If you look at the documentation that's what it suggests:
Use this directive to auto-bootstrap an AngularJS application. The
ngApp directive designates the root element of the application and is
typically placed near the root element of the page - e.g. on the
or tags.
Only one AngularJS application can be auto-bootstrapped per HTML
document. The first ngApp found in the document will be used to define
the root element to auto-bootstrap as an application. To run multiple
applications in an HTML document you must manually bootstrap them
using angular.bootstrap instead. AngularJS applications cannot be
nested within each other.
http://docs.angularjs.org/api/ng/directive/ngApp
All that said if you want an ng-module directive you could always write your own to wrap the angular.bootstrap() function. You can find more details and code about how to do this on a blog post I wrote about it: AngularJS: Getting around ngApp limitations with ngModule
ng-app means: That page has Angular in it!

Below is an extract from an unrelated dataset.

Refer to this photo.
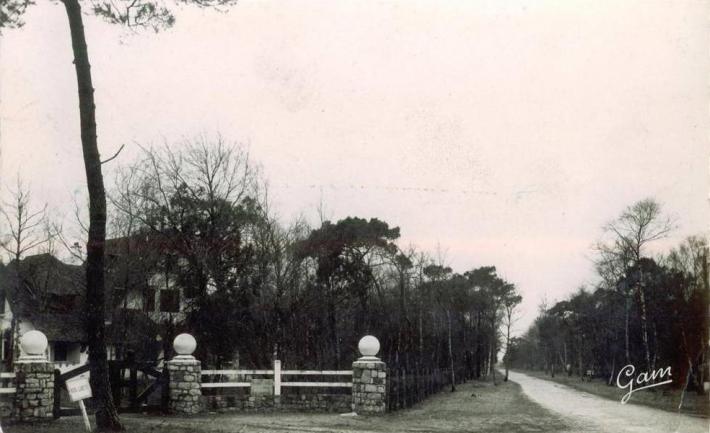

ng-app="module" means: That page has Angular in it and necessary controls/services/etc are defined in that module.
ng-app defines the main or bootstrap module of your application, which should perform the initialization task of your application. There may be case where at run time you want to decide what which should be the main module of your application. Like in java you have many methods and classes but you define one main method as starting point. Similarly, in angular you have many module, however, you define one module as the starting point of application.